I just upgraded the ycv40 *today* to ycv40wr, so I may not be looking to buy a speaker right now, but it's possible in the future.
Thanks for taking the time to answer!!

NM


----------



## 1PUTTS (Sep 8, 2007)

Yerffej said:


> Theres actually a really good supplier here in kitchener. they keep tons of eminence stock in particular. I think its called speakers plus or something. its just on a side street by the mall, next to shooters choice


They are in Waterloo, actually but...no matter. I went in there with a friend who was buying a few speakers for a cabinet he was building. I have to say, I've never seen anyone so enthusiastic about speakers as the guy behind the counter.

I wasn't there to buy anything myself but just listening to this guy and how excited he was about this speaker or that speaker, he's got the spec charts out and they're comparing ratings etc. I darn near almost bought a few myself! This guy obviously enjoyed what he was doing.

Anyhow, yes - I would agree that this place in Waterloo certainly knows their stuff when it comes to speakers. If I ever need to replace mine, I know where I'm going.


----------



## Mooh (Mar 7, 2007)

McBride Loudspeaker Source Ltd (Q Components), 519-884-1140, (www.loudspeakers.ca) in Waterloo, have always been good to me. They all know their stuff, but ask for Terry.

Peace, Mooh.


----------



## 1PUTTS (Sep 8, 2007)

Mooh said:


> McBride Loudspeaker Source Ltd (Q Components), 519-884-1140, (www.loudspeakers.ca) in Waterloo, have always been good to me.

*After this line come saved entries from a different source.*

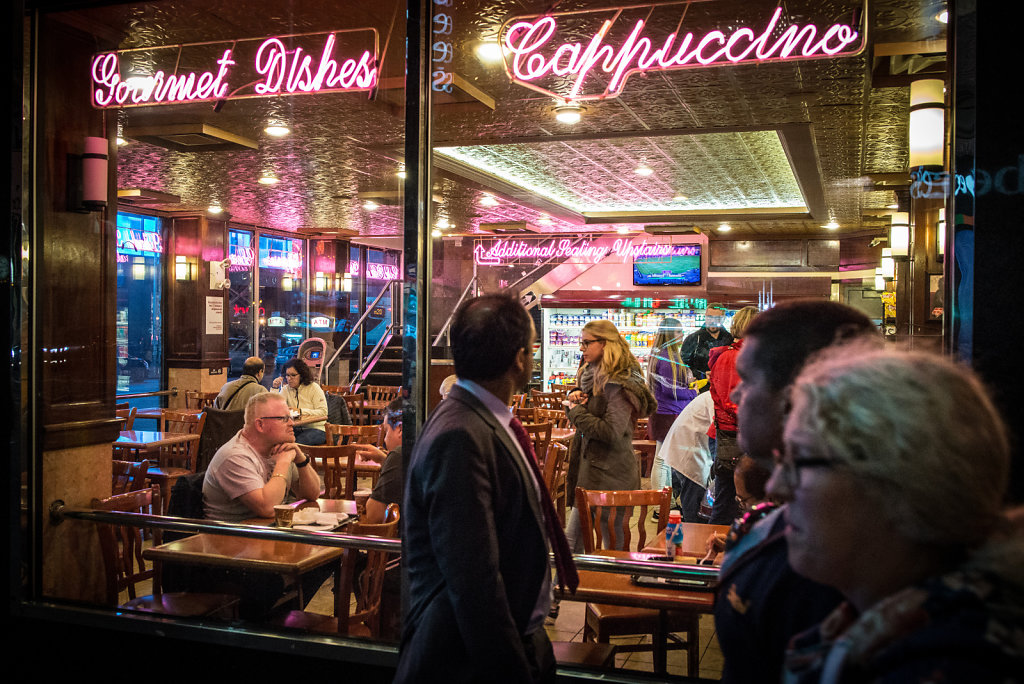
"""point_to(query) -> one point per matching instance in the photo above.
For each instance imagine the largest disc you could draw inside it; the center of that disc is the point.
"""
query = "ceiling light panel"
(721, 171)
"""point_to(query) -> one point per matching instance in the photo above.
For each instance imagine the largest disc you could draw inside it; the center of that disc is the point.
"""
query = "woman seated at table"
(895, 469)
(306, 401)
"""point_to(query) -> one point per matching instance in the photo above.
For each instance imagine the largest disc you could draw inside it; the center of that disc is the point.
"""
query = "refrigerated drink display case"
(639, 327)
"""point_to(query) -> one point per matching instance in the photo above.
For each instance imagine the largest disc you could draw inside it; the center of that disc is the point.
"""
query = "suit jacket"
(475, 550)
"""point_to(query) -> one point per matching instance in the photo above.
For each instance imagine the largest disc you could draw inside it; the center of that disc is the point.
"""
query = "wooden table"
(616, 589)
(292, 559)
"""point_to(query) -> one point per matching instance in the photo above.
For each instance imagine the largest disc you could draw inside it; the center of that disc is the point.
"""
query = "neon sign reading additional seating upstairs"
(537, 58)
(249, 68)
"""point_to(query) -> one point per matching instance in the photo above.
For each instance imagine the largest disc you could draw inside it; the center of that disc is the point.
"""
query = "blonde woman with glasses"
(609, 396)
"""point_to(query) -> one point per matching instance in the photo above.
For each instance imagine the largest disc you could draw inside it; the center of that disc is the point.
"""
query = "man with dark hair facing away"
(762, 602)
(478, 518)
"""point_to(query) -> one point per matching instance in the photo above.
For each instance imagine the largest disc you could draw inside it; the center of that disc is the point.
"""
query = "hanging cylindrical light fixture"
(899, 233)
(927, 123)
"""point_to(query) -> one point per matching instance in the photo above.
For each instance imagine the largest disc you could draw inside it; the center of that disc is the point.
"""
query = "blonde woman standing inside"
(609, 396)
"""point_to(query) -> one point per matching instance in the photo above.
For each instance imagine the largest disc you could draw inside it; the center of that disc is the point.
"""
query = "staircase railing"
(394, 287)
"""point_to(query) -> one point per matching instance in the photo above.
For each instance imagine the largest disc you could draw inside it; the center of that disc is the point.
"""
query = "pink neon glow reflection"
(527, 41)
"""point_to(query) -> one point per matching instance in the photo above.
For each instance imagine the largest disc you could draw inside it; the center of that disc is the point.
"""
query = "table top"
(244, 553)
(143, 438)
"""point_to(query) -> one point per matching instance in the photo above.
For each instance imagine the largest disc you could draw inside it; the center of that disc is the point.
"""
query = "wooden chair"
(365, 621)
(337, 465)
(525, 414)
(121, 546)
(357, 409)
(603, 621)
(199, 400)
(556, 417)
(173, 461)
(127, 417)
(546, 399)
(128, 476)
(353, 434)
(541, 434)
(555, 472)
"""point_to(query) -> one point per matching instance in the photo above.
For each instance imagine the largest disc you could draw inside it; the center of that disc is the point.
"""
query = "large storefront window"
(241, 306)
(282, 298)
(139, 336)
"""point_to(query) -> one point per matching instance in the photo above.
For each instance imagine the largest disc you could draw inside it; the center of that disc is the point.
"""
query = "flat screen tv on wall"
(681, 266)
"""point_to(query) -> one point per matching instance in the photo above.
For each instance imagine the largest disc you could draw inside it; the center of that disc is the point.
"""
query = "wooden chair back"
(525, 414)
(198, 400)
(555, 472)
(127, 417)
(382, 392)
(121, 545)
(128, 476)
(187, 422)
(556, 417)
(620, 504)
(546, 399)
(353, 434)
(357, 409)
(368, 603)
(541, 434)
(337, 465)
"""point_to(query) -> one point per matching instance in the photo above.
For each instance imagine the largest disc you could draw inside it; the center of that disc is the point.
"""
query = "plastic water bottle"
(674, 535)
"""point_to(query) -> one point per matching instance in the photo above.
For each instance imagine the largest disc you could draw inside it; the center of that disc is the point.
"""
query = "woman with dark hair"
(306, 401)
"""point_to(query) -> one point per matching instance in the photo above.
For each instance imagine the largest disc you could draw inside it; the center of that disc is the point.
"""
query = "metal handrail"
(173, 391)
(358, 325)
(58, 512)
(448, 323)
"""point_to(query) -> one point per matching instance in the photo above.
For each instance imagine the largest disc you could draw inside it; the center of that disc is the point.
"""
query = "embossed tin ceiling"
(711, 134)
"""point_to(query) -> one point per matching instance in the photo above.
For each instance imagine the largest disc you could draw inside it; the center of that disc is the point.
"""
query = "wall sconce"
(183, 268)
(138, 268)
(899, 233)
(888, 264)
(927, 123)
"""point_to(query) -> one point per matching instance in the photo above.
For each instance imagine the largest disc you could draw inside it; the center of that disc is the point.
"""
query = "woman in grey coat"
(610, 396)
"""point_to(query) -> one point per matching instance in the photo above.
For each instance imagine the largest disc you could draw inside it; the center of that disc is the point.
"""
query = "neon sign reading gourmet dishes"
(249, 68)
(532, 51)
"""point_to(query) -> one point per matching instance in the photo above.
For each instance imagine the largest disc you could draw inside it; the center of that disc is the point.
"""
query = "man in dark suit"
(476, 517)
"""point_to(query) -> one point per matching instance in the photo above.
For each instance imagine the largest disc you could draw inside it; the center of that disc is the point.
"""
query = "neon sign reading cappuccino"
(534, 52)
(251, 68)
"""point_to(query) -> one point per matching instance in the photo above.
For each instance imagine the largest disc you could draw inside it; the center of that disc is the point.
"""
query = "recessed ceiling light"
(488, 51)
(570, 113)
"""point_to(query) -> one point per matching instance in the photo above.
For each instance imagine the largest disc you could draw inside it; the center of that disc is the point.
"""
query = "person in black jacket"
(762, 602)
(697, 346)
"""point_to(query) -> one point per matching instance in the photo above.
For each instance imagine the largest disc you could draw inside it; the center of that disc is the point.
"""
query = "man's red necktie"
(567, 574)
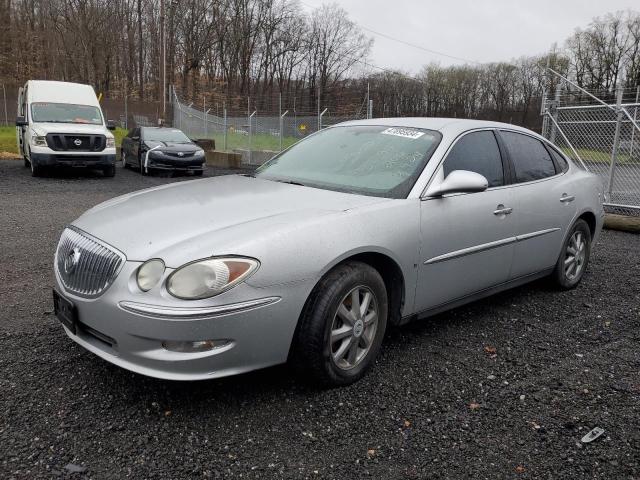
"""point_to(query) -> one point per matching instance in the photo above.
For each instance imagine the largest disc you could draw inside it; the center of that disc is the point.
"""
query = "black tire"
(36, 170)
(141, 164)
(563, 277)
(312, 351)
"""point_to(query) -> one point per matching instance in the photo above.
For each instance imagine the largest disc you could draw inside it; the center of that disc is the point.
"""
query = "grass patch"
(237, 141)
(8, 139)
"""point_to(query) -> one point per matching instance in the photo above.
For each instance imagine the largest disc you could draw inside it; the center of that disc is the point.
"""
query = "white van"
(61, 123)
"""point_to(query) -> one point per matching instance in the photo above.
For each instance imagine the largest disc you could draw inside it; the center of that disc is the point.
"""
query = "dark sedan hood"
(172, 146)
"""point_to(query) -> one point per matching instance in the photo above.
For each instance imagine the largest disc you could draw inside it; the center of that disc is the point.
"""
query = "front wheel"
(342, 325)
(574, 257)
(109, 171)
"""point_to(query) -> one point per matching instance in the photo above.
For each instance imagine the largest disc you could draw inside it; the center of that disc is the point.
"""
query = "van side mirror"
(459, 181)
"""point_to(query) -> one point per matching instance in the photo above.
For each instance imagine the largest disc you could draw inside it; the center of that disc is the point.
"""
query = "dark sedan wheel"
(574, 257)
(342, 325)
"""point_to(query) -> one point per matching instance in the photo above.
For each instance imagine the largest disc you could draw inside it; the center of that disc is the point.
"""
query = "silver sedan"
(309, 260)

They all know their stuff, but ask for Terry.
> 
> Peace, Mooh.


Yeah, that's the place! I didn't have the name handy but it's definitely the one on Colby. And I think the guy behind the counter was named Terry. Man, I've never seen anyone so enthusiastic about speakers as that guy. He certainly knows his stuff when it comes to speakers.


----------



## RIFF WRATH (Jan 22, 2007)

I also have had the pleasure of talking with Terry on the phone. seemed very knowledgeable and enthusiastic.
they carry the Emminence line. 
cheers
RIFF


----------



## Mooh (Mar 7, 2007)

Terry is an old friend and as fair and honest as can be. The speaker business is in his blood. Tell him Crocker sent you.

Peace, Mooh.


----------